One day, he was at a school on Sunny Island and had finished all his classes by lunchtime. One of the teachers came up to him.

“We want you to stay until the end of the day,” he said. “You are a teacher and that’s what teachers do.”

“Okay,” Ben said. “That’s fine, but where should I go while I wait for the end of the day?”

“Anywhere you want,” the teacher said.

This sounded like a great thing, except the school was so small that there was nowhere to go. Ben went first to the library. He had just set up his alchemy set when students began to trickle in. Immediately, they crowded around him.

“What’s this?” one asked, picking up a glass bottle.

“That’s Aqua Fortis,” Ben said.

“Can I drink it?”

“It will kill you in a very painful way.”

“What’s this?”

“That’s Sugar of Lead.”

“Sugar!”

“Of lead. That will kill you too.” Eventually Ben packed up his equipment. He wandered from room to room, looking for some place to sit. He ended up in a storage room, crammed between boxes of abandoned pencil stubs and the costumes from the school’s Cthulhu Day program.

alchemy

“I need somewhere else I can go,” he thought, “like an alternate dimension where I can do my work.”

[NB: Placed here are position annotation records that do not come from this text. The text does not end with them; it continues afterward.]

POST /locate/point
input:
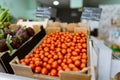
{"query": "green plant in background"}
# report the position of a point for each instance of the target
(5, 20)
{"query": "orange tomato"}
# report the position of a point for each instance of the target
(37, 69)
(77, 63)
(44, 71)
(82, 65)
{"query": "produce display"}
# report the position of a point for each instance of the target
(4, 15)
(58, 51)
(11, 40)
(70, 27)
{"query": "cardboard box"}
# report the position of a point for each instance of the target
(5, 58)
(24, 70)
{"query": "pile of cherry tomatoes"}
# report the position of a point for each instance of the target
(58, 51)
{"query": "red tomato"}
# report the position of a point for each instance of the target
(84, 45)
(50, 61)
(37, 69)
(32, 66)
(37, 63)
(27, 61)
(46, 49)
(64, 46)
(69, 50)
(71, 66)
(44, 71)
(74, 53)
(48, 66)
(75, 69)
(82, 65)
(84, 61)
(50, 56)
(46, 54)
(55, 57)
(77, 63)
(59, 61)
(45, 59)
(44, 64)
(69, 61)
(84, 50)
(58, 49)
(64, 51)
(53, 72)
(54, 64)
(36, 55)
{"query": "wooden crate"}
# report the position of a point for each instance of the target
(24, 70)
(5, 58)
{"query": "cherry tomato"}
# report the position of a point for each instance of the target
(44, 71)
(37, 69)
(53, 72)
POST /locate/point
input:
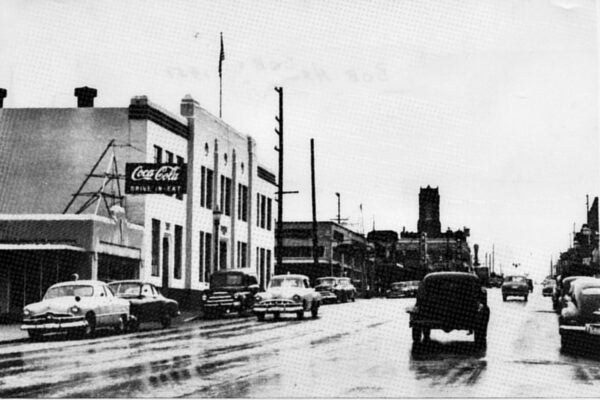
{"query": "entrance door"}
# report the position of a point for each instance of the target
(165, 264)
(223, 255)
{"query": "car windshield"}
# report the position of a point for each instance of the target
(126, 289)
(326, 281)
(286, 282)
(223, 280)
(69, 290)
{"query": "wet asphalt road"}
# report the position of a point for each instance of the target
(360, 349)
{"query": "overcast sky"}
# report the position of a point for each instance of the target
(494, 102)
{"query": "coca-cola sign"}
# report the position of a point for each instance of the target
(146, 178)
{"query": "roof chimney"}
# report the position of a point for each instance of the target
(85, 96)
(3, 93)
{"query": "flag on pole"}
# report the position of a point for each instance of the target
(222, 56)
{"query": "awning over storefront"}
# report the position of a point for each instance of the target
(38, 246)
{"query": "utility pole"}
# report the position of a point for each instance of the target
(314, 206)
(279, 232)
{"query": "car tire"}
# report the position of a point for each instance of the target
(90, 330)
(165, 321)
(416, 334)
(120, 327)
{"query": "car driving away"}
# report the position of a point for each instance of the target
(76, 307)
(287, 294)
(515, 285)
(450, 301)
(147, 304)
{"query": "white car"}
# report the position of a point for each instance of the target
(76, 307)
(287, 294)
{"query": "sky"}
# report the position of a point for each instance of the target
(494, 102)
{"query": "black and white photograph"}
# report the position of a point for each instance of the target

“…Or, some sort of simulacrum to sit here for me,” he added, after a moment of contemplation, in which he realized he had no idea how to open another dimension. For the next few weeks, he worked on his replacement until the fateful night when he poured the Elixir of Life into its head and brought it to life. It looked just like him, spoke in his voice and seemed reasonably intelligent. He still couldn’t turn lead into gold, but this was good for the time being.

From then on, he would bring the simulacrum (or Ben Two, as he called it) to school with him, then set it loose whenever classes were over and he could sneak out. This worked well, but it was difficult to carry Ben Two to school and dangerous to walk into school with it. Finally, one day when Ben was feeling especially tired, he sent the thing to teach his classes for him.

No one noticed.

From that day on, he sent Ben Two to teach all his classes, while he stayed home to work on his alchemy. That was the plan, at least, although he ended up just playing World of Warcraft and eating Pizza Pockets all day long.

One day, he was walking to the store to get more alchemical supplies and Pizza Pockets when a beautiful woman ran up to him and threw her arms around him. She gave him a big kiss.

“Ben, thanks again for last night. I had a great time.”

“Sure thing,” Ben stammered. He had never seen her before in his life. She gave him another kiss and then left.

That evening, Ben was waiting when Ben Two came home. The simulacrum came in, flipping through the mail.

“I saw a woman today,” Ben said. “She said she had a good time with me last night.”

Ben Two looked up. “You saw Gloria? Crap, why did you leave the house?”

“Why shouldn’t I?”

“Don’t you think it’s a bit suspicious to have you at the store while I’m at work? Anyway, you’ve gained a lot of weight. From now on, just give me a list and I’ll get whatever you need.”

“Yeah, okay,” Ben said.

“Also, don’t open any packages that come here. I’ve got some stuff going on.”

“Like what?”

“Don’t bother yourself about it, okay? I’m out there making a better life for both of us. You’ve got your hobbies here. Just stick to them, and ramp the curiosity down. This is everything you’ve wanted, right?”

“Yeah, I guess,” Ben said. He was trying to work out if this was all a good thing or a bad thing.